Certainly suggesting that there's at least a potential for Nintendo to embrace an all-digital future, Build-A-Lot is yet another full DS retail release that is making an encore appearance, in its entirety, here as a DSiWare download. This kind of thing is happening more and more, and right now it's giving a second chance to some older DS titles that went mostly forgotten when they first arrived.
Build-A-Lot is definitely one of these cases, as I never paid any attention to it back in December of '08 when it shipped on a budget-priced physical cartridge. I'm glad it's back now, though, because it's actually a pretty cool little sim game.
You play as a contractor in this one, hired by a series of small town mayors and tasked to complete construction projects to raise the value of each little village. Some of them ask you to build up new neighborhoods full of homes, others ask for more municipal things like new post offices, and sometimes you're just trying to repair run-down older buildings so that they can start turning a monthly rental profit again.

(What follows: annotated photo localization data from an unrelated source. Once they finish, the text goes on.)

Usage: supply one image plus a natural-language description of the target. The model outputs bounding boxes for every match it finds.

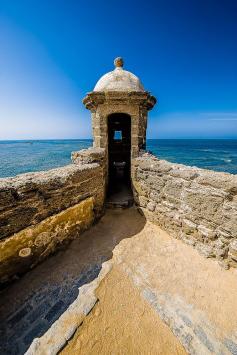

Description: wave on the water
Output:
[0,139,236,177]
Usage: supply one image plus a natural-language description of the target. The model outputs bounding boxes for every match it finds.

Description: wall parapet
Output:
[71,147,105,166]
[132,152,237,269]
[0,148,106,284]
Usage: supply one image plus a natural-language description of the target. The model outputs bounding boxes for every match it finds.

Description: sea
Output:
[0,139,236,178]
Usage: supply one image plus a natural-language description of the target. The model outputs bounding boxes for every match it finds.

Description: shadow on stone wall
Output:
[0,207,145,355]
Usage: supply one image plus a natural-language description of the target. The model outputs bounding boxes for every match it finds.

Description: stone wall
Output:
[83,91,156,158]
[0,148,106,284]
[132,152,237,269]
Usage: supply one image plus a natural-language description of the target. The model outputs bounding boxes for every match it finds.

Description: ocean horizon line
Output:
[0,138,237,142]
[0,138,237,177]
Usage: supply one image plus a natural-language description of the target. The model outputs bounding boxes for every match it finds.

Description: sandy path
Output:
[0,208,145,354]
[62,265,186,355]
[2,207,237,354]
[61,210,237,355]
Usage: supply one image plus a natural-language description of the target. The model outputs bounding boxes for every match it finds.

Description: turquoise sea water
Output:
[0,139,237,178]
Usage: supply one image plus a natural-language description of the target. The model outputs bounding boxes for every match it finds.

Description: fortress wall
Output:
[0,148,106,284]
[132,152,237,269]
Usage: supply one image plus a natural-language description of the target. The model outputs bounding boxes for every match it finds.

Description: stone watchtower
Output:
[83,57,156,192]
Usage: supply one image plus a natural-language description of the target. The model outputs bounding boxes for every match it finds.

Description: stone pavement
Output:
[34,212,237,355]
[2,207,237,355]
[61,265,186,355]
[0,265,101,354]
[0,208,145,354]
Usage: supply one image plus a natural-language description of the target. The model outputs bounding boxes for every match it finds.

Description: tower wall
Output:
[83,91,156,180]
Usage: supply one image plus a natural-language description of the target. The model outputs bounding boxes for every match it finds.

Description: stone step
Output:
[106,197,134,209]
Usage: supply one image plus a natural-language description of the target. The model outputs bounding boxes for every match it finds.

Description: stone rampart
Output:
[0,148,106,284]
[132,152,237,269]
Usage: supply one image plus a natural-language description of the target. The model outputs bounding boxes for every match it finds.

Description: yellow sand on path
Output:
[62,265,186,355]
[61,208,237,355]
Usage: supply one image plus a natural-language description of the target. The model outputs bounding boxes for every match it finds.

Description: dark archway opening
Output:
[107,113,133,206]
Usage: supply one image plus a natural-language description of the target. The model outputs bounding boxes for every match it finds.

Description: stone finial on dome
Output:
[114,57,124,68]
[93,57,145,92]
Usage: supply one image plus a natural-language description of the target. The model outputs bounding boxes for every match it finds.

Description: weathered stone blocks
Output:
[0,163,104,240]
[0,198,94,283]
[0,148,106,284]
[132,152,237,268]
[71,147,105,166]
[228,240,237,262]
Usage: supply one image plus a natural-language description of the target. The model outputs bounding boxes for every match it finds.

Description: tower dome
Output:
[93,57,144,92]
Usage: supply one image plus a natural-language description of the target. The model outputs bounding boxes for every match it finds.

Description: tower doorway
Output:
[107,113,133,206]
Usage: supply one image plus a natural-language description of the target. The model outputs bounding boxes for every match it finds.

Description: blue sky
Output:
[0,0,237,139]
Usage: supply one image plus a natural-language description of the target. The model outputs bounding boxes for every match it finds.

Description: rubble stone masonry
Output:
[1,144,237,287]
[132,152,237,269]
[0,148,106,284]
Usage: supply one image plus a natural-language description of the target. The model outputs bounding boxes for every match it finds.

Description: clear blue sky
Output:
[0,0,237,139]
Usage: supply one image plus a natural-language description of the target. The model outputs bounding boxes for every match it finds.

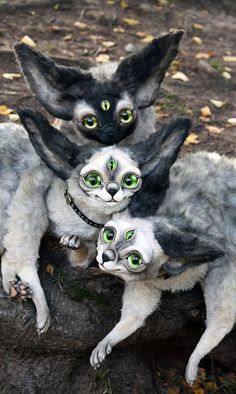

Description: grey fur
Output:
[0,109,190,333]
[93,151,236,385]
[14,31,184,146]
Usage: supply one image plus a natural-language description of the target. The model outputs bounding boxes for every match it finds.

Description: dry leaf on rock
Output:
[74,21,89,29]
[123,17,140,26]
[206,125,223,134]
[136,31,146,38]
[184,133,199,145]
[171,71,189,82]
[9,114,19,122]
[195,53,210,59]
[192,36,202,45]
[222,71,231,79]
[3,73,22,80]
[0,105,14,116]
[120,0,128,9]
[102,41,116,48]
[95,54,110,63]
[141,34,154,43]
[113,26,125,33]
[63,34,73,41]
[227,118,236,126]
[20,35,36,47]
[210,99,224,108]
[46,264,55,275]
[200,106,211,117]
[192,23,204,30]
[223,56,236,62]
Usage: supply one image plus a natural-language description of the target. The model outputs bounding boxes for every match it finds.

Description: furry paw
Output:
[9,279,32,301]
[90,338,112,368]
[36,309,51,334]
[60,234,81,249]
[185,358,198,385]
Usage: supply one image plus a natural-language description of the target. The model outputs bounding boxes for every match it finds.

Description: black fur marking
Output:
[129,118,191,217]
[115,30,184,108]
[154,223,225,260]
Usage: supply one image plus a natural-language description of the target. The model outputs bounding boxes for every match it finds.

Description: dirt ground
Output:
[0,0,236,392]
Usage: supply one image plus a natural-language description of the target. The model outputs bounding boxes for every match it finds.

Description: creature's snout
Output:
[106,182,119,197]
[101,248,118,264]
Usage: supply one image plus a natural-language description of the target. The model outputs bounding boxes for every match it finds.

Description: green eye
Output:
[82,115,98,129]
[101,100,111,111]
[102,227,116,244]
[127,252,143,269]
[84,172,102,188]
[107,157,118,172]
[118,108,135,125]
[122,174,139,189]
[124,229,135,241]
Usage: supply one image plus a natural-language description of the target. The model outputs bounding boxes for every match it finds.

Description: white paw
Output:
[90,338,112,368]
[60,235,81,249]
[36,310,51,334]
[185,358,198,385]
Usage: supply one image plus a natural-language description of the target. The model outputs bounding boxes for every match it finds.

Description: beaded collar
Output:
[64,189,104,229]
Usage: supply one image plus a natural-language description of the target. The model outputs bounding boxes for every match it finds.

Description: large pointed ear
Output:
[114,30,184,108]
[17,107,82,180]
[14,44,93,119]
[155,221,225,275]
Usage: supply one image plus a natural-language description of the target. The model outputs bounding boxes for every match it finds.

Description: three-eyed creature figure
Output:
[14,31,184,146]
[92,150,236,385]
[0,108,191,333]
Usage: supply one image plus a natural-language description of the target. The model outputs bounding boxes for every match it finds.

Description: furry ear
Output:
[17,107,81,180]
[14,43,93,119]
[154,222,225,267]
[115,30,184,108]
[128,118,191,216]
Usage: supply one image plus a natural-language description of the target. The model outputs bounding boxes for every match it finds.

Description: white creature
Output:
[92,151,236,385]
[0,108,190,333]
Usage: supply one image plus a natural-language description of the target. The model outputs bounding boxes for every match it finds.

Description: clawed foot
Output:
[60,234,81,249]
[9,279,32,301]
[37,312,51,335]
[185,358,198,385]
[90,338,113,369]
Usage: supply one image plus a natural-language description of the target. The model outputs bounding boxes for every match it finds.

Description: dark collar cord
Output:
[64,189,104,229]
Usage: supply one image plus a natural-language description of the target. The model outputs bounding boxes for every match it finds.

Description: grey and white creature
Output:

The gameplay is simple tap and select stuff, as you navigate easy menus to choose which kind of building you want to build, whether you need to order more materials or train new workers, whether you need to draft new blueprints to construct specialty buildings and more. It's got a casual charm to it all, and I could easily see myself sinking lots of time into a game like this.
The one big issue? Price. As has been the case with previous retail games turned into downloads, Build-A-Lot is set at DSiWare's highest price point of eight dollars. I understand that that's getting as close as possible to what the old pricetag was for the physical cartridge, but a casual game like this doesn't warrant that much cash in this format.
Bottom line – this is a solid casual sim that's fun to see get a second chance, but could have been easier to recommend for a few bucks less.